Ce tome fait suite à La frontière invisible. Il regroupe les 2 parties de l'histoire : La théorie du grain de sable, première époque (2007) + La théorie du grain de sable, deuxième époque (2008), dans un format portrait traditionnel. Chaque page de la présente édition regroupe donc 2 pages, l'une au dessus de l'autre, de l'édition originale à l'italienne.



Sur une passerelle piétonne surplombant un grand espace vert, chemine un homme basané de haute stature, coiffé d'un turban, arborant un riche manteau et une barbe bien fournie. Il croise plusieurs personnes dont Constant Abeels. Le 21 juillet 784 AT (après la Tour), Kristin Antipova peste contre ses enfants : elle est en train de passer l'aspirateur parce qu'il y a du sable partout dans son appartement dans les derniers étages d'un immeuble de grande hauteur. En rentrant chez lui, Constant Abeels retrouve une pierre sur son bureau, apparue mystérieusement sans explication. Maurice (patron du restaurant "Chez Maurice") constate qu'il a perdu 100 grammes après un repas consistant.



Gholam Mortiza Khan arrive enfin à destination, au domicile d'Elsa Autrique, avec qui il parle affaires. Il lui amène des bijoux du Boulachistan pour qu'elle les fasse reproduire par un orfèvre, afin de les vendre. Il accepte de lui confier un étrange bijou (le Nawabi), une prise de guerre que le chef des Moktars portait à son cou.



Quand le lecteur découvre un nouveau tome du cycle des Cités Obscures, il dispose d'une seule certitude, c'est que Benoît Peeters et François Schuiten auront été fidèles à leur credo qui est de ne pas refaire 2 fois la même chose. Première surprise : la couleur du papier qui est beige ou châtain très pale, ou ivoire, mais pas blanc. Deuxième surprise : les 2 premières pages établissent sans contestation possible que le récit se déroule à la fin du vingtième siècle (présence d'une moto de modèle récent, utilisation d'un aspirateur ou encore d'un téléphone filaire). Le lecteur n'est pas au bout de ses surprises.

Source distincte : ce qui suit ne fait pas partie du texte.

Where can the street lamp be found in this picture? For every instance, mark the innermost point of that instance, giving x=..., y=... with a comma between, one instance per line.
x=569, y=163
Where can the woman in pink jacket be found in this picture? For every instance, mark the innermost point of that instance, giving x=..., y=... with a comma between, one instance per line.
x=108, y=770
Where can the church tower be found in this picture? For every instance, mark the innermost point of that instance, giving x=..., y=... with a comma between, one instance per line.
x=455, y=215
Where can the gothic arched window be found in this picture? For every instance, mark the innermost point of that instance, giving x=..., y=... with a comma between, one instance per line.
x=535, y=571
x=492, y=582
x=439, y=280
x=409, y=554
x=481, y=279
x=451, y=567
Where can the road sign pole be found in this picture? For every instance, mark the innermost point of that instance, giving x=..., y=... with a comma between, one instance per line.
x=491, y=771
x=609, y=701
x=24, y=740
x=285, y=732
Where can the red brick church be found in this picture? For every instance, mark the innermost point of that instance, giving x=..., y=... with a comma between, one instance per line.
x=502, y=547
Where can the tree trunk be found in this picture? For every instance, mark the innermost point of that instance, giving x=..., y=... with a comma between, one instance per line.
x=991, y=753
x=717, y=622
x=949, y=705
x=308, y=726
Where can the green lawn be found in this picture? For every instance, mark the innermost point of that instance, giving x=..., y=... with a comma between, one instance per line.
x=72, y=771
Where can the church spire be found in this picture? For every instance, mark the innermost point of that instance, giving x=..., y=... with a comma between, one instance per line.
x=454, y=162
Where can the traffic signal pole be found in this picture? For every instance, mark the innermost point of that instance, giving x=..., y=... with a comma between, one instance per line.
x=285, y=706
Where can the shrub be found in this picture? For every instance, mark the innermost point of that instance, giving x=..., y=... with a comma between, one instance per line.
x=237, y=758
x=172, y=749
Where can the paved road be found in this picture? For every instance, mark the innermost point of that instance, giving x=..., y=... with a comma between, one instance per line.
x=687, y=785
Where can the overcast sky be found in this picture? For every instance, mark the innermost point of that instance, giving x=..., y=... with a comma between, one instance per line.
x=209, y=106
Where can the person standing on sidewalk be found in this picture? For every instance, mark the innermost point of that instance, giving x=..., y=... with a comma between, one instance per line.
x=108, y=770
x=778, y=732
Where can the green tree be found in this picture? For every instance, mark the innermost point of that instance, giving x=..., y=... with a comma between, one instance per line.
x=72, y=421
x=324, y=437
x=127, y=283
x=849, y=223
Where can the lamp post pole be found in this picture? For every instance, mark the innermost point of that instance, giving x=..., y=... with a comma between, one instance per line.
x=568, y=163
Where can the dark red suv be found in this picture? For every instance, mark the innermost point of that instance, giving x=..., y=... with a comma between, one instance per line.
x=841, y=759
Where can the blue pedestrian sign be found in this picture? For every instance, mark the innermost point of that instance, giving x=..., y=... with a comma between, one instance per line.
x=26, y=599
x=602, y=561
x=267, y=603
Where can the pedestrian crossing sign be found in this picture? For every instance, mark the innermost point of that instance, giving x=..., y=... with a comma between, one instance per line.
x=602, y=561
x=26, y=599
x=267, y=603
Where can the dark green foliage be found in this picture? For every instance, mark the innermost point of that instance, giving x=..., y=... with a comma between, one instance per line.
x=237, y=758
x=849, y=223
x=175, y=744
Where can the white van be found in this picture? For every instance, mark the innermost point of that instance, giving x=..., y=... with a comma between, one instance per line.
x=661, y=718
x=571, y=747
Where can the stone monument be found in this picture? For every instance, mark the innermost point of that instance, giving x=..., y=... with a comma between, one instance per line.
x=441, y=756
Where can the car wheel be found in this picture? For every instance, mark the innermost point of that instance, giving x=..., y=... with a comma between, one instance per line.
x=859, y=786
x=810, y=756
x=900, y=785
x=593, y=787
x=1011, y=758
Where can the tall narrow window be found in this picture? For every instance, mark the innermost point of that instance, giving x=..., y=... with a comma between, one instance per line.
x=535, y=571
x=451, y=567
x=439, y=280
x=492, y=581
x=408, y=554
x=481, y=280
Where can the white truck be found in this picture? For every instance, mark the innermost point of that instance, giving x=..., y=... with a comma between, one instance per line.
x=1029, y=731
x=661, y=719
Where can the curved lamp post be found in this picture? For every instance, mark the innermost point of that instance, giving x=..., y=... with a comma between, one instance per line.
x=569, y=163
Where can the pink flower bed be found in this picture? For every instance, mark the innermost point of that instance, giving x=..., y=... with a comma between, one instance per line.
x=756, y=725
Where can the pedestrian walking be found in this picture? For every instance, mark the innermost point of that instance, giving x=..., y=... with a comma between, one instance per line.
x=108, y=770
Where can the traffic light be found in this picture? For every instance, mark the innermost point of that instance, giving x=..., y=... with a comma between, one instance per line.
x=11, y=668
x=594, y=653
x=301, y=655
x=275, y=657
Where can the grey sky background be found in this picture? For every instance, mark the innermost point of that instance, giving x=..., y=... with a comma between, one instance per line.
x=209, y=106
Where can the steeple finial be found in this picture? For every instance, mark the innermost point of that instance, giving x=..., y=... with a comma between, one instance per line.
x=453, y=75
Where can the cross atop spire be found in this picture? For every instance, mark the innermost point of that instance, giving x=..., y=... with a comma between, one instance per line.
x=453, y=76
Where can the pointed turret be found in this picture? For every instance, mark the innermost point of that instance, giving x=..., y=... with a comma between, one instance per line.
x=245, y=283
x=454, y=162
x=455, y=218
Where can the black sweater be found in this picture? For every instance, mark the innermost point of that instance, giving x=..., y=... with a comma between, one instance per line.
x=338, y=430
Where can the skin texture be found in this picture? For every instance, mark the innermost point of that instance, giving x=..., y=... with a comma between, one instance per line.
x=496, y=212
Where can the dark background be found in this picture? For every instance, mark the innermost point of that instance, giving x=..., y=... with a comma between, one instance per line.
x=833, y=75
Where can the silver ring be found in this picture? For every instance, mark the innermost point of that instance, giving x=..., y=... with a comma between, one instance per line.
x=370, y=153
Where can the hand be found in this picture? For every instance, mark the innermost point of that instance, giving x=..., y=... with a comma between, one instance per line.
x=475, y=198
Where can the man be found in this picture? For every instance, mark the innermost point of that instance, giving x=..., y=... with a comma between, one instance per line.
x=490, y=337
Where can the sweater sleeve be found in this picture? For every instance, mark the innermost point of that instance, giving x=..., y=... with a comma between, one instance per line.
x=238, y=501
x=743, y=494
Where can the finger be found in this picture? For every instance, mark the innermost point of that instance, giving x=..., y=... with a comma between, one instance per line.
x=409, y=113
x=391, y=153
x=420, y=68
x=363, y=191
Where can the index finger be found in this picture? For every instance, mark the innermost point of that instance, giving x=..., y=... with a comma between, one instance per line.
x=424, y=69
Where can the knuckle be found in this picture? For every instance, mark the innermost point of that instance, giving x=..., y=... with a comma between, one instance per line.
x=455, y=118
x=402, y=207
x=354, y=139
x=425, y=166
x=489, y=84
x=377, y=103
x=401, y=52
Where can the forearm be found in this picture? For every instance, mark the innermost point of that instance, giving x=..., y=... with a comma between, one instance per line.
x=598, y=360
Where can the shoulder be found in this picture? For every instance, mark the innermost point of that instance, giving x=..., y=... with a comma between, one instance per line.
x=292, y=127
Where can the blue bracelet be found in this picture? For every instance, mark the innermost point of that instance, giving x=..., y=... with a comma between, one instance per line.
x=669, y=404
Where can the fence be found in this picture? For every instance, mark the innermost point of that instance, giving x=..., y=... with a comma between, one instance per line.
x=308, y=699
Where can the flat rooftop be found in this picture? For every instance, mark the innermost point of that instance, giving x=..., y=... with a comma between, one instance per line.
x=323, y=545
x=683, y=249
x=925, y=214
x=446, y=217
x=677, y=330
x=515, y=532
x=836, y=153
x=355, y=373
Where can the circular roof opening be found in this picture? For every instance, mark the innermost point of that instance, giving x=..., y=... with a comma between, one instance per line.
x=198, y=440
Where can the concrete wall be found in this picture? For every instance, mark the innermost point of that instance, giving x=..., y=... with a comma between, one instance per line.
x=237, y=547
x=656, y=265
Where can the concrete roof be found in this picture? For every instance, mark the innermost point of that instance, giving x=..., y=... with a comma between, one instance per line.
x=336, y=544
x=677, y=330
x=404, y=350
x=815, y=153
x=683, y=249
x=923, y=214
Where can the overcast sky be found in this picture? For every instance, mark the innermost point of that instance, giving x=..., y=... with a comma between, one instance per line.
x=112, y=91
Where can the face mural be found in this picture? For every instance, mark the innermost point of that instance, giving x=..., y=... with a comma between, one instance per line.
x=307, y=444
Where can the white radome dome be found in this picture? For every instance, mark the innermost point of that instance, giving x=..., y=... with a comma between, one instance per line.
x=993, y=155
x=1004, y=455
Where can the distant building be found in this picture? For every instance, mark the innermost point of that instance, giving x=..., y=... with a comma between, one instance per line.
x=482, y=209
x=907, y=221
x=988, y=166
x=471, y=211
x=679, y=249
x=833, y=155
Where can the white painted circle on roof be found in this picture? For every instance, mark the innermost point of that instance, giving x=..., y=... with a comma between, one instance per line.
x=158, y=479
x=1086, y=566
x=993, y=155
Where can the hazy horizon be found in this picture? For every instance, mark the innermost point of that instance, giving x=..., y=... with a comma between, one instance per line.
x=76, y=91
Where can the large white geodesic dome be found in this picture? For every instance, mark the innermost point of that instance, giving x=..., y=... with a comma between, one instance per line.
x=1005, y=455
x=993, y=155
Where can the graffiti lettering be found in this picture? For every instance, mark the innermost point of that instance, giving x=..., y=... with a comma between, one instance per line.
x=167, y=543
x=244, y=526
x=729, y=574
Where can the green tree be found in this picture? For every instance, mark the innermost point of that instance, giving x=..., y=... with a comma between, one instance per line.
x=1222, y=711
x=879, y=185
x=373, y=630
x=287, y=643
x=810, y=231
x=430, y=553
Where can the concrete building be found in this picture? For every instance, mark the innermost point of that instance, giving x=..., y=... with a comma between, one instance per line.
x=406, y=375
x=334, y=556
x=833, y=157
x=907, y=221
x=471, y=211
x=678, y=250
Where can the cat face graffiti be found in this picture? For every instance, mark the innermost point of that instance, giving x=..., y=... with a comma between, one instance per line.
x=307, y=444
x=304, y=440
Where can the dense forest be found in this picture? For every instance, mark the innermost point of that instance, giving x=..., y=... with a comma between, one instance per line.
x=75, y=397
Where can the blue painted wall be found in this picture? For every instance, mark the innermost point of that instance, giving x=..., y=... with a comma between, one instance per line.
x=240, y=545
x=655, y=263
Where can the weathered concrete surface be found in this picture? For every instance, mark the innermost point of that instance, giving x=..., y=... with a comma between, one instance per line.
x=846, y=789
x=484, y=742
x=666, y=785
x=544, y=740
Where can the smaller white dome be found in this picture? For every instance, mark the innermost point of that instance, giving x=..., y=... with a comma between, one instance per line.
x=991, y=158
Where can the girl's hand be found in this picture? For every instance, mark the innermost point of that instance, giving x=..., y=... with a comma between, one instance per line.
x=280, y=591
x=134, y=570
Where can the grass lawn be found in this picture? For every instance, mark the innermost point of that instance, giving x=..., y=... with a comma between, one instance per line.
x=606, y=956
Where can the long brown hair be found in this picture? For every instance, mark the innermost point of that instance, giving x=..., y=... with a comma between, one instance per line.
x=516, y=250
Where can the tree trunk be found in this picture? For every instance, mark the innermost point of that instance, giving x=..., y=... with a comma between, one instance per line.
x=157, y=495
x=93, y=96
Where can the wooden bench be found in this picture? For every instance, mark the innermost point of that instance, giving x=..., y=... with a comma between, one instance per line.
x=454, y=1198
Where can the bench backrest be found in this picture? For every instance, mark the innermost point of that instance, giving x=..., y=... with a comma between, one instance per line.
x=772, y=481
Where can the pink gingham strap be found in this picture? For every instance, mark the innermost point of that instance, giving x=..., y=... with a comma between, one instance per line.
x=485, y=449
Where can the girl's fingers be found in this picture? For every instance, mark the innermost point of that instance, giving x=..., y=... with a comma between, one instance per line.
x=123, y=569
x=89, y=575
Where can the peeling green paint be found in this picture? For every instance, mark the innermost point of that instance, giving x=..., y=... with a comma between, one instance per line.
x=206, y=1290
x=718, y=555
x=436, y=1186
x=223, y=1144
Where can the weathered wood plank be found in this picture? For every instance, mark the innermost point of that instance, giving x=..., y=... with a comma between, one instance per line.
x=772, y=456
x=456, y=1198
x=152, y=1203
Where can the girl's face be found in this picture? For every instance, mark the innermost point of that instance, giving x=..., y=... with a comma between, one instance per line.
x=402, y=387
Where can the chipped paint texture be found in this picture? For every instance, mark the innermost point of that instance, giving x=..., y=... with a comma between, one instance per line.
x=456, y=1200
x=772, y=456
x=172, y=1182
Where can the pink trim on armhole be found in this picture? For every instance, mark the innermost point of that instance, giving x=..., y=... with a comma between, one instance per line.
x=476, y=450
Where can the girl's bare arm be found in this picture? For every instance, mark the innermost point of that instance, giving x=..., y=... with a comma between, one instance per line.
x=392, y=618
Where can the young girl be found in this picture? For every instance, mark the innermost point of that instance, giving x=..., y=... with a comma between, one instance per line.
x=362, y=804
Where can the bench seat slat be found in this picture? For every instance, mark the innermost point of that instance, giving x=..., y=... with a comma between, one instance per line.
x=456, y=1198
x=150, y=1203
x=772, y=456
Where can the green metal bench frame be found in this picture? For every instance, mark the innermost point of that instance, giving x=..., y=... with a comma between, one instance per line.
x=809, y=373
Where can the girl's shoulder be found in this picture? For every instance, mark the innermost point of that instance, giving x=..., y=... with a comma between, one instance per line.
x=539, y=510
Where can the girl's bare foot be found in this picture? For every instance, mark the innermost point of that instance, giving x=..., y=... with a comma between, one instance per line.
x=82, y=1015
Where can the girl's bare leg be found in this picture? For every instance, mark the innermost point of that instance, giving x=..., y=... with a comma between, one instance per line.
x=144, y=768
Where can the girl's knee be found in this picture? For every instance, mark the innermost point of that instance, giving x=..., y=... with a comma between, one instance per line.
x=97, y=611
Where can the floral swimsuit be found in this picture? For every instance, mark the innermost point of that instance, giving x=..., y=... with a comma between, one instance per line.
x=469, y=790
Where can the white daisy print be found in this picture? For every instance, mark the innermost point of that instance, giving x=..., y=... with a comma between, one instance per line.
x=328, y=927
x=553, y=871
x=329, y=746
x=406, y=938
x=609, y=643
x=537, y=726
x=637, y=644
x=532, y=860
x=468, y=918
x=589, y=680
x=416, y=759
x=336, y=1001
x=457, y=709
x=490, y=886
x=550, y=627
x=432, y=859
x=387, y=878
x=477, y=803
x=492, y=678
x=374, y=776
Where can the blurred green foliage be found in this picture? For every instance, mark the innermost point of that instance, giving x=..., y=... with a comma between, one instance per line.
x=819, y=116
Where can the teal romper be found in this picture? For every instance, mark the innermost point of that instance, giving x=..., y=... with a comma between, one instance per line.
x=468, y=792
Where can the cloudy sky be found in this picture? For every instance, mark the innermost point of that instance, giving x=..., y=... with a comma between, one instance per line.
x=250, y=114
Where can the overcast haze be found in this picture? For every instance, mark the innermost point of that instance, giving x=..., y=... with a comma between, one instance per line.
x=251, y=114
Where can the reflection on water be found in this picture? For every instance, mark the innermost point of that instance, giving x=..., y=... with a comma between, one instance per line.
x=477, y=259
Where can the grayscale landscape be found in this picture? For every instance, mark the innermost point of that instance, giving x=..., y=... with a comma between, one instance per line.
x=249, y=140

À regarder les images, le lecteur prend conscience que François Schuiten a troqué la plume pour le pinceau. Ses traits sont plus lâches, un peu moins minutieux, au profit de dessins un peu plus expressionnistes. Ce glissement reste très relatif. Le lecteur retrouve des bâtiments dessinés avec une très grande précision, des intérieurs dans lesquels chaque pièce d'ameublement et chaque aménagement sont rendus avec un réalisme criant. Pour un habitant de Bruxelles, il est possible de reconnaître l'immeuble abritant le restaurant de Maurice. Lors de la nuit dans la maison Autrique, Schuiten réalise une myriade de traits pour figurer le faible éclairement, rappelant les hachures utilisées dans "La Tour".



François Schuiten expérimente également avec les aplats de noir qui mange les décors et parfois les personnages. Loin de constituer un raccourci pour gagner du temps dans la réalisation des dessins, il s'agit d'un mode de représentation qui lui permet de rendre ses dessins plus expressifs. Ces ombres qui gagnent du terrain au fur et à emsure du récit rendent la cité de Brüsel plus obscure, plus étrangère, plus inquiétante. Tout se passe comme ci les événements surnaturels rendaient la réalité moins compréhensible, plus arbitraire, plus difficile à discerner. Les ombres mangent également tout ou partie de la silhouette de certains des personnages. Ainsi Mary von Rathen n'est plus qu'une silhouette noire à contrejour, dans la salle de réunion du conseil municipal. Elle est devenue totalement insondable pour les conseillers.



Schuiten utilise également ces aplats de noir pour obscurcir une partie du visage et de la silhouette des 2 représentants du Boulachistan. Il figure ainsi le mystère de ces 2 étrangers. Leur appartenance à une race différente les rend inaccessibles et incompréhensible. Peeters et Schuiten jouent sur leur taille imposante, sur leurs mœurs respectables mais incompréhensibles, sur la possibilité qu'ils détiennent la clef du mystère. Schuiten les pare de superbes manteaux, d'une barbe leur mangeant une partie du visage, d'un turban. Ils sont une présence massive et élégante, tout en restant une énigme indéchiffrable.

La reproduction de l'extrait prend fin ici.